- AI company Art Recognition has authenticated over 500 works of art
- As a result, the value of the painting can increase (or decrease) significantly.
- However, this technique has proven unpopular among art historians and curators.
The rise of artificial intelligence has broken new ground in identifying whether works of art are valuable or fake, but the results are met with skepticism among experts. Masu.
Swiss-based AI company Art Recognition has completed more than 500 authenticity assessments, including a high-profile verification of Vincent van Gogh's 1889 self-portrait, the Financial Times reported.
Founded just five years ago, Art Recognition uses an AI system to provide accurate and objective authenticity assessments of works of art.
The company was embroiled in a furor last year over a painting known as “De Blessy Tondo,” which has been at the center of a bitter controversy for more than 30 years.
Art Recognition's AI concluded that there is an 85% chance that the painting is not the real Renaissance master Raphael, as some experts had previously claimed.
This conclusion came despite two British universities, the University of Bradford and the University of Nottingham, using their own AI software to determine authenticity.
The university deployed facial recognition AI software and concluded that the face in the work was identical to the face in another of Raphael's paintings, The Sistine Madonna, suggesting it must be Raphael.
The different results of the two AI programs have caused confusion in the art world, where valuations can fluctuate by millions of dollars depending on the authentication of a work by a master.
“Adoration of the Kings,” believed to have been painted by an artist related to Rembrandt, will be auctioned in 2021 with an estimated price of 10,500 to 16,000 euros ($13,500 to $21,000). was.
It was later confirmed to be by Rembrandt himself, and was sold at Sotheby's in December for £10.9 million (US$14 million).
According to Joe Lawson Tancred, author of the upcoming book AI and the Art Market, Art Recognition uses AI that excels at “pattern recognition.”
That model can recognize the salient features used by a particular artist, provided it is given enough previous, verified examples to “learn” from.
However, Lawson-Tancred added that human judgment is still essential for authentication, as it has not been developed enough to keep track of context.
Other experts are more skeptical. “I think a lot will depend on the data that is fed into the AI system,” Carlo Milano of Callisto Fine Arts told the FT.
“For example, if a questionable catalog raisonné is used to enter data about an artist, the conclusions may be questionable.”
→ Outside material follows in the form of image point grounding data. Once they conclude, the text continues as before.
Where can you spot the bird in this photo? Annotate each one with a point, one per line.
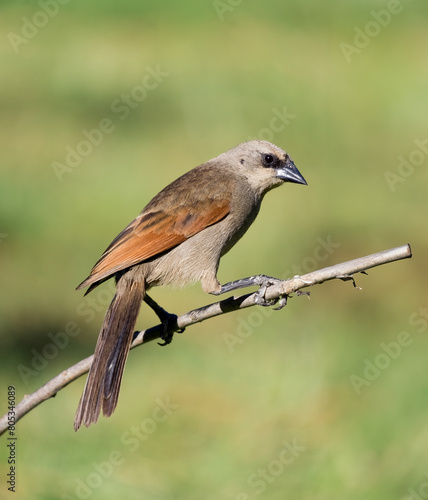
(177, 239)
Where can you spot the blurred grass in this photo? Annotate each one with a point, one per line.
(290, 378)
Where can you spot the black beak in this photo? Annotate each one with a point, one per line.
(288, 172)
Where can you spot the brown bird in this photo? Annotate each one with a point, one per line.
(177, 239)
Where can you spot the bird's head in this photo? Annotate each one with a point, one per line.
(264, 165)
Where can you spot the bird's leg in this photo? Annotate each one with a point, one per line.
(168, 320)
(260, 280)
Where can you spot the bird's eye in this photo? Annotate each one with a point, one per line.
(269, 160)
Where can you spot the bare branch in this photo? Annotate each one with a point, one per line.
(344, 270)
Milano acknowledges that while AI may help reduce the margin of error in identifying genuine masterpieces, it can never completely replace hands-on human experience.
Some conservators are skeptical about whether AI can account for factors such as dirty layers of varnish, wear, and damage.
Professor Hassan Ugair, director of the Center for Visual Computing at the University of Bradford, said AI is unlikely to replace human work in the art world, but it could be a useful tool for authentication.
“Like spectroscopy and dating techniques, AI can also be an important tool in our primary toolbox,” he says.
“The main shortcoming at the moment is the quality of input given to the AI attribution programs currently in use,” art historian Bendor Grosvenor told the FT.
“It is simply impossible to determine whether a painting is by Rubens or not by relying solely on low-quality images of less than half of his works.
“Human appraisers cannot be trusted to do so, and neither can computers,” he concluded.